Numbness and swelling of tongue which was sudden in onset since 1 day.

No h/o seizures, headache,  vomiting, diarrhoea, no difficulty in deglutition.


Past history: 

There were no similar complaints in the past.


Personal history:

Diet: Mixed 

Appetite:Normal 

Sleep:Adequate 

Bowel and bladder:Regular 

No known allergies or addictions 


General Examination:

Patient is conscious, coherent and cooperative. Oriented to time, place and person.

Moderately built and nourished

Pallor was noticed 

No icterus

No cyanosis

No clubbing

No generalized lymphadenopathy 

No generalized edema




Vitals:

Temperature:afebrile

PR:77bpm

BP:130/80mmhg

RR:19/min

PO2:99%

GRBS: 229mg/dl


Systemic examination:

CNS:

Oriented to time,place,person

Memory : recent, remote intact

Speech: slurred, dysarthria present. Was unable to speak clearly words like, 'Amritsar'



Cranial nerves: 

1-intact

2-diplopia in binocular vision  

monocular vision:normal

colour vision:normal

3,4,6- normal(no restriction of movements of eye). Horizontal nystagmus is seen.

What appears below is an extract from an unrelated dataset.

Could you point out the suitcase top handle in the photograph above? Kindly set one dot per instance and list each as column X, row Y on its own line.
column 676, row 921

5-normal( muscles of mastication+sensations of face) No jaw jerk

7-Normal, wrinking seen, able to blow up cheeks

8- Normal hearing

9,10,11,12-normal. Gag reflex is normal.



Motor- 

Tone -normal

Power 

4-/5 in b/l lowerlimbs 

5/5 in upper limbs


Reflexes :

Biceps:b/l:2+

Triceps:2+

Supinator 2+

Knee:3+

Ankle: 2+

Plantars: Very less response


Sensory: crude touch, pain ,temp, fine touch, joint position, proprioception are normal in all dermatomes


Cerebellum examination:

Able to do finger nose test.

No dysdiadokinesia 

No rebound tenderness 


Nystagmus present- gaze evoked , horizontal more on right gaze with fast component towards the right, and seen with upward gaze- vertical upbeat and downbeat +.

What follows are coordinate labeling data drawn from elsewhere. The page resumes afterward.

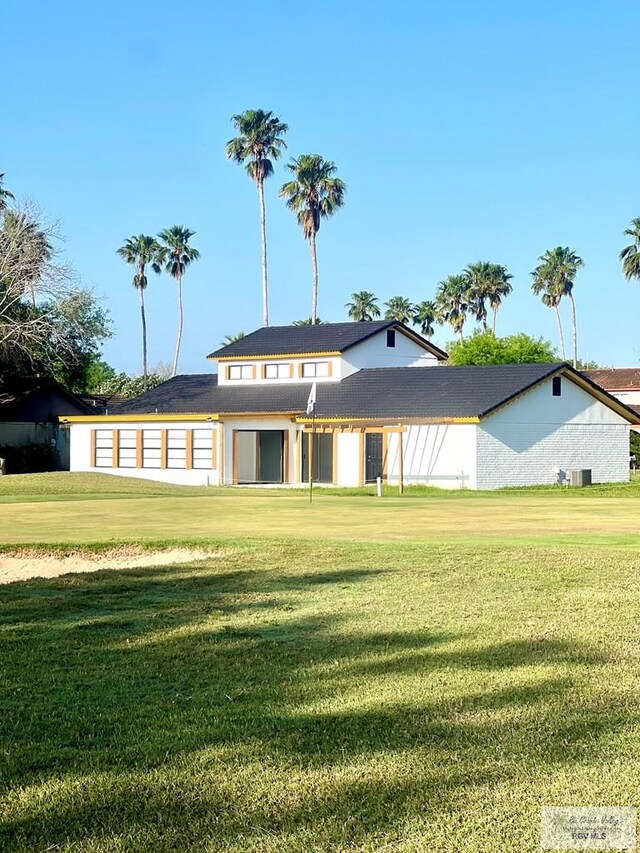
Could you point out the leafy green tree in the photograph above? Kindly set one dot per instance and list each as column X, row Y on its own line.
column 5, row 195
column 363, row 306
column 553, row 279
column 231, row 339
column 630, row 255
column 175, row 254
column 140, row 252
column 486, row 348
column 258, row 144
column 452, row 302
column 399, row 308
column 313, row 194
column 425, row 315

Gait: slow paced, swaying on both sides. Hesitancy to walk and turn. 



CVS: S1 S2+ no murmurs heard.

Respiratory system- Bilateral air entry+ ,normal vesicular breath sounds-heard

Abdominal: Soft, non tender, no distension, umbilicus is central and inverted,no scars, no sinuses, hernial orifices free.

Provisional diagnosis:

Anaphylaxis causing swollen tongue (?)


Acute infarction in the left pons

Hence speech impairment secondary to stroke (?)


Spastic dysarthria (?)

Investigations: 


MRI scan showed:



Management:

Tab. ECOSPRIN 150mg PO/OD

Tab. CLOPIDOGREL 150mg PO/OD

Inj. NPH S/C BD 20U

Inj. HAI 10U-10U-8U

Tab. BPLEX FORTE OD

Patient was advised to continue medication, practice verbal exercises at home and was discharged.